Goldman Sachs is charting a frustrating path back to the top. Trading, share buybacks and operating leverage all helped the investment bank earn $2.1 billion in the third quarter, its best showing in a year-and-a-half. The way it beat its cost of capital, though, fails to inspire full confidence.
More than half the $1.3 billion increase in revenue from a year ago derived from the company’s investing and lending division. Gains on equity investments accounted for most of it. That’s fine, as far as it goes. Results in this area fluctuate wildly, however. And new regulations are curbing how large this part of the business can be.
What’s more, Goldman’s tax rate slipped to 27 percent for the three months to the end of September, compared to a rate of at least 30 percent. If taxes had been more like the usual and investment gains half what was reported, the annualized return on equity for the quarter of 11.2 percent would have dipped to around 9.3 percent.
Even so, Goldman fared well by current industry standards.
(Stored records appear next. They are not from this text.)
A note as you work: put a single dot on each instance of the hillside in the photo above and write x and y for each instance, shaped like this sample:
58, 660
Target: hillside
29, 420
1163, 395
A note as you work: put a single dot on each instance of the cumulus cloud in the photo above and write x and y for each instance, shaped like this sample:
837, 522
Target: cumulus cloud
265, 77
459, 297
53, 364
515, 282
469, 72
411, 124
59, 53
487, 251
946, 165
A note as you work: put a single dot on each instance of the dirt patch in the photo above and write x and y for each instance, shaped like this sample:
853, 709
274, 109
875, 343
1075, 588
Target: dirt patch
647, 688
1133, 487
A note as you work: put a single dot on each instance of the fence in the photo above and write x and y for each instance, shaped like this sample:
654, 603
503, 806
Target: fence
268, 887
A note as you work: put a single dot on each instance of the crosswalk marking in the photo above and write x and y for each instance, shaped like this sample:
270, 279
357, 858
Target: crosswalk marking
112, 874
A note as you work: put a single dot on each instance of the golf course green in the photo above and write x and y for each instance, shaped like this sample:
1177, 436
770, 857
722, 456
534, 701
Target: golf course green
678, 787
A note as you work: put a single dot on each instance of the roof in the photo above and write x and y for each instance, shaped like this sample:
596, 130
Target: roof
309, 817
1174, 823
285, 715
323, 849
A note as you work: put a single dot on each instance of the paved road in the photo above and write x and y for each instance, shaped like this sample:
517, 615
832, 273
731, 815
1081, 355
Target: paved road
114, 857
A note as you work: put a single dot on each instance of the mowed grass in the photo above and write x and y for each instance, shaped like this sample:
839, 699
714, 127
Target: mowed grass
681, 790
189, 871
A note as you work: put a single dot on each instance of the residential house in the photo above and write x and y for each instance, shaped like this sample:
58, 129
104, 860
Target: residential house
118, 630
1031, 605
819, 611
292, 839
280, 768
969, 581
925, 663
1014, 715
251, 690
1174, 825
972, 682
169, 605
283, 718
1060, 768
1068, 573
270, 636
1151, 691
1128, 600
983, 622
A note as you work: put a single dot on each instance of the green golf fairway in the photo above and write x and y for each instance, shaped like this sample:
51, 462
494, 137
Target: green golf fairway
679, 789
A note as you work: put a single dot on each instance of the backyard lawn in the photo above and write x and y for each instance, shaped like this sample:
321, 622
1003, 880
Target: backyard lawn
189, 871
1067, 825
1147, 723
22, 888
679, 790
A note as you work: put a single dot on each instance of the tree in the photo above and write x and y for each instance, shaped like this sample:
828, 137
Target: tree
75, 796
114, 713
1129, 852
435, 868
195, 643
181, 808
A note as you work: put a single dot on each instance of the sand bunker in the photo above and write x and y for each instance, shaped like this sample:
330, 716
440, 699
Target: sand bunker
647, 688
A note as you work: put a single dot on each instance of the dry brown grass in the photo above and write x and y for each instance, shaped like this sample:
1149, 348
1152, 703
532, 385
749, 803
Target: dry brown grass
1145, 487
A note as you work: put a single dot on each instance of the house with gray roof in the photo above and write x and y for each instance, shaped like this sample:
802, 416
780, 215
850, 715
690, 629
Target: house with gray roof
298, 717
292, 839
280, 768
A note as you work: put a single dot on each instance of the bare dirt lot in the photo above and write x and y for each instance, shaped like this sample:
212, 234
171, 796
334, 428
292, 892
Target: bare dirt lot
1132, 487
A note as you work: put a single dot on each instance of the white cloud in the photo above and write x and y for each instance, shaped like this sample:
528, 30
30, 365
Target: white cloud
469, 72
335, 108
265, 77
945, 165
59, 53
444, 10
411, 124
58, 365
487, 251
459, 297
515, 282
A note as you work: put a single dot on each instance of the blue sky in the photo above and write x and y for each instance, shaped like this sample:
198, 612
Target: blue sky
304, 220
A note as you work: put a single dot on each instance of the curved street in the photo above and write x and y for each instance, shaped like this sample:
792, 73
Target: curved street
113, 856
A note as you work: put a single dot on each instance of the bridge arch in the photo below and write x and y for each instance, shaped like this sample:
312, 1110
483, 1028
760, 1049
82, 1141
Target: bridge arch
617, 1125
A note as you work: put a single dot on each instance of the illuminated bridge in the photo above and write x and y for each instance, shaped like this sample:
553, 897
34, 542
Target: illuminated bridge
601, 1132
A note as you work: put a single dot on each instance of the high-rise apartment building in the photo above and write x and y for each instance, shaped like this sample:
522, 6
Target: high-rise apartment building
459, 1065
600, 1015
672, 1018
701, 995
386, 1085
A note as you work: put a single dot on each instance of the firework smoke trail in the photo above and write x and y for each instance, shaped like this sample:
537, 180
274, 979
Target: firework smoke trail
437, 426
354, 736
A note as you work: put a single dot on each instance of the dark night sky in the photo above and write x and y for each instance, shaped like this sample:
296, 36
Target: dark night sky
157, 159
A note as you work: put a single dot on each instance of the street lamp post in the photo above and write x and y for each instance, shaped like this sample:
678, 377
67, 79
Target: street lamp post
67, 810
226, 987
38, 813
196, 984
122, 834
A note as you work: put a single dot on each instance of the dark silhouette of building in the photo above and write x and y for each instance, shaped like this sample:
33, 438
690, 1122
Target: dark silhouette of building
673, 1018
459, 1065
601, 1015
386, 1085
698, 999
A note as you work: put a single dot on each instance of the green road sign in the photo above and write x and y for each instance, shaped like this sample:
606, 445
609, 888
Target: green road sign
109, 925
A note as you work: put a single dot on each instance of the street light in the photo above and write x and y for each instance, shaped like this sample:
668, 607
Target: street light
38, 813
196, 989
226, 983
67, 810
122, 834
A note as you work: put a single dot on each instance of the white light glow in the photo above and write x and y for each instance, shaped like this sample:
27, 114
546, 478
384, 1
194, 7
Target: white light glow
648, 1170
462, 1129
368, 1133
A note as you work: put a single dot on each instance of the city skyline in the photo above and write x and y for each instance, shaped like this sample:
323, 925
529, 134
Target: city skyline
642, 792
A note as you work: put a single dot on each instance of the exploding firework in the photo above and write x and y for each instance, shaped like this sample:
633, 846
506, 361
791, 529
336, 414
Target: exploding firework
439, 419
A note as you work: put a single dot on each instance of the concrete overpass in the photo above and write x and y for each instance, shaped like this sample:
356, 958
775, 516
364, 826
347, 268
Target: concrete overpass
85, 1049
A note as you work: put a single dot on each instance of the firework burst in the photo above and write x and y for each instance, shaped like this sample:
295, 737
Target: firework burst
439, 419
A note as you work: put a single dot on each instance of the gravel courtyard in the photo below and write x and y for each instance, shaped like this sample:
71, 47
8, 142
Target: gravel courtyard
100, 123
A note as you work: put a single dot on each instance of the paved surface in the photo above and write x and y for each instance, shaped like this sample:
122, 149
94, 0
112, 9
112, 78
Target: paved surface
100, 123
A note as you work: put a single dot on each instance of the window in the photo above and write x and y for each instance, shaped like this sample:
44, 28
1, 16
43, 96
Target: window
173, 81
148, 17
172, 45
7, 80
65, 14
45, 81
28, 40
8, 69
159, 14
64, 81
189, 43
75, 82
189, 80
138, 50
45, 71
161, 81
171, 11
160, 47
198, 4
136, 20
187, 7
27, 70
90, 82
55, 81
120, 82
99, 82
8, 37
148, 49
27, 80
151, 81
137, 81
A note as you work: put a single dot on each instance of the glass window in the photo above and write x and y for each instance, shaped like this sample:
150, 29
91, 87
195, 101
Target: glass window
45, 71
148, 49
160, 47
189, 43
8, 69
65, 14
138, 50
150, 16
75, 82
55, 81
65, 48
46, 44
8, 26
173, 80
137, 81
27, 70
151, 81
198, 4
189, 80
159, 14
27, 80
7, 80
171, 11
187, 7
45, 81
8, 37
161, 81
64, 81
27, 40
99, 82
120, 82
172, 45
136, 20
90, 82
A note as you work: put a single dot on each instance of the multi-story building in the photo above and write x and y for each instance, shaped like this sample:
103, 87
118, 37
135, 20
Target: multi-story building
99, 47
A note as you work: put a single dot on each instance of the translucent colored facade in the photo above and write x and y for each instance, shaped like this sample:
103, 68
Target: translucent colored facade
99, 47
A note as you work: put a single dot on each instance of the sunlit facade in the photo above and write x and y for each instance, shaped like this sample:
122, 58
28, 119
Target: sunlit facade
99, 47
Few rivals have managed to achieve the 10 percent return considered the theoretical cost of capital. And the bank run by Lloyd Blankfein is hitting the right notes elsewhere.
Fixed-income trading jumped 34 percent, roughly in line with rivals Bank of America, Citigroup and JPMorgan. Top-line gains of 19 percent outpaced the 10 percent increase in expenses as Goldman slashed non-compensation costs by almost a quarter.
There was good news for employees, too. The amount set aside for bonuses swelled by more than a third, even as staff levels fell 5 percent as Goldman reversed its mistimed hiring exuberance last year.
There was another unexpected benefit: buybacks reduced outstanding shares by 6 percent, far more than the 1 or 2 percent decrease Goldman has tended to implement. That further helps push up shareholder returns.
As welcome as these many elements are, Goldman’s earnings look overly lumpy. That makes them too unreliable to justify its shares heading back above book value any time soon.